A partire da Sieyès (1791), si comincia a fare una distinzione tra cittadini attivi e passivi, come dire cittadini di serie A e B, cittadini proprietari e poveri, riproponendo, in tal modo, il classico modello della società duale, disegualitaria. “Il concetto di cittadinanza rivela così un doppio volto, che gli conferisce una natura intrinsecamente ambigua: esprime da una parte l’eguaglianza che trionfa contro i privilegi, dall’altra le distinzioni della nuova società. Tutti sono cittadini uguali, ma non tutti lo sono ugualmente” (PROCACCI 1998: 70). In teoria, l’essere cittadino implica il diritto all’autodeterminazione e alla partecipazione diretta alla politica, in pratica, invece, si constata che, in una grande nazione, com’è la Francia, è impossibile governare senza ricorrere alla “delega” (PROCACCI 1998: 73). La sovranità del popolo finisce allora col ridursi al diritto di eleggere i propri rappresentanti, che, di norma, appartengono al ceto abbiente e governano in nome del popolo e nel proprio interesse.

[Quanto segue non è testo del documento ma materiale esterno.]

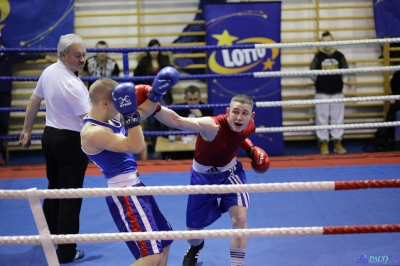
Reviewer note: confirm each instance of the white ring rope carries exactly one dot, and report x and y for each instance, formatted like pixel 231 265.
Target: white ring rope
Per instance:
pixel 168 190
pixel 220 233
pixel 342 71
pixel 331 43
pixel 336 100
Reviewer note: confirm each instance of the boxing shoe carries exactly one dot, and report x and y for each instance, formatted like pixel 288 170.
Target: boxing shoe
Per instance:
pixel 338 148
pixel 324 147
pixel 192 255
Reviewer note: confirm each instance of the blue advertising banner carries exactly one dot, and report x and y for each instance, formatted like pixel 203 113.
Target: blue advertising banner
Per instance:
pixel 35 23
pixel 247 23
pixel 387 18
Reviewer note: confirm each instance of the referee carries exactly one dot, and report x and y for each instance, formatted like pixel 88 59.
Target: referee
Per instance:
pixel 67 102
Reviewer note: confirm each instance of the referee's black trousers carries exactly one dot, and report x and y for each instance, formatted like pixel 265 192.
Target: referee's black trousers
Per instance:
pixel 66 165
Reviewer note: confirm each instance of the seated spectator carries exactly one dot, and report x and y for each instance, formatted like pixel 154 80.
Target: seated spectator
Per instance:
pixel 395 108
pixel 100 65
pixel 149 64
pixel 192 97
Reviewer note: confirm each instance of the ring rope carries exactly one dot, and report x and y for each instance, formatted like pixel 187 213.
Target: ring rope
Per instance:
pixel 218 233
pixel 213 47
pixel 259 104
pixel 259 130
pixel 206 189
pixel 263 74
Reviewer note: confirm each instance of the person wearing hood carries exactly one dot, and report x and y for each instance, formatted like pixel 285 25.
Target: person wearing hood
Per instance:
pixel 7 62
pixel 329 87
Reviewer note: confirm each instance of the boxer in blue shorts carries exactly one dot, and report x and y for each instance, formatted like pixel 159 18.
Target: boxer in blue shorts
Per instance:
pixel 214 163
pixel 111 147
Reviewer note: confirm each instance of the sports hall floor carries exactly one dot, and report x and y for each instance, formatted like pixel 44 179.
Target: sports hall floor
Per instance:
pixel 302 163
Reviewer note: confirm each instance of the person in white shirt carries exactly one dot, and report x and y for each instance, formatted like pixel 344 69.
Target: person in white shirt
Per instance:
pixel 67 102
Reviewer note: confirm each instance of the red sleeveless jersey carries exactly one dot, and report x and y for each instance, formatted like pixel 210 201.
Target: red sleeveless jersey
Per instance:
pixel 224 146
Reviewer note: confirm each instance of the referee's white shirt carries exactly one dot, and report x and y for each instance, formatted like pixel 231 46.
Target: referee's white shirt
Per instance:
pixel 65 95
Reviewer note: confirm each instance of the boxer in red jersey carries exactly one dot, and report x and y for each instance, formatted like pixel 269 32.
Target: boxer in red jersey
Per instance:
pixel 214 163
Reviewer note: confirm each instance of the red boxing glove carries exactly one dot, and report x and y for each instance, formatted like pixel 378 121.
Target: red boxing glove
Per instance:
pixel 259 158
pixel 260 162
pixel 141 95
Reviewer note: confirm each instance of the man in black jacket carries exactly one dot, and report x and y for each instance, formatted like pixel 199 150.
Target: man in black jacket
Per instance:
pixel 7 62
pixel 329 87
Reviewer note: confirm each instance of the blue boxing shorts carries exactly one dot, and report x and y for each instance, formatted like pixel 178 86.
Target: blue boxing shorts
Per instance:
pixel 139 214
pixel 204 209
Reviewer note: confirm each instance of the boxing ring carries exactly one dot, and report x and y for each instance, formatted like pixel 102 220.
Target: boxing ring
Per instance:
pixel 285 203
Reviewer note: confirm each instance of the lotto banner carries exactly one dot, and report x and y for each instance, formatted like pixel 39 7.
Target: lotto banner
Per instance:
pixel 247 23
pixel 35 23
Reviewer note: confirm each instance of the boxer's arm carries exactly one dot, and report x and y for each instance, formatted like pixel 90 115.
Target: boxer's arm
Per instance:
pixel 97 138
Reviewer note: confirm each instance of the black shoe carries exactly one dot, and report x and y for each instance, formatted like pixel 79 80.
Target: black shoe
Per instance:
pixel 192 254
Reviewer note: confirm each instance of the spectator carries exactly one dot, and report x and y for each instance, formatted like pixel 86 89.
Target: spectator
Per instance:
pixel 192 97
pixel 67 103
pixel 7 62
pixel 149 64
pixel 329 87
pixel 100 65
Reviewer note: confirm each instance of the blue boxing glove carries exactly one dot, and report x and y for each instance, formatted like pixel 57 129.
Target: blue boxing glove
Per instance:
pixel 124 99
pixel 165 80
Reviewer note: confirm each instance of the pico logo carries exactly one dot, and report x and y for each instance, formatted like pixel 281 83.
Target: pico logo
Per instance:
pixel 378 259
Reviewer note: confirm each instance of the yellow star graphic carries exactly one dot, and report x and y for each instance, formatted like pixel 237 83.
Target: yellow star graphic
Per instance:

Non solo la miseria rimane, ma continua ad avere la stessa valenza negativa di sempre e il cittadino povero viene considerato un “uomo inutile” (PROCACCI 1998: 87). Questa ambiguità si riflette nel contrasto tra l’attività legislativa a favore dei poveri e l’opinione prevalente fra gli studiosi, che contestano l’effettiva utilità di queste leggi. Così, le leggi sui poveri emanate nel corso del XVIII sec. non sono si rivelano costose e inefficaci, ma sono fatte oggetto di critica da ogni parte, soprattutto perché, si dice, aiutare il povero equivale a riconoscere statuto legale alla povertà, a cristallizzare e istituzionalizzare lo stato di miseria.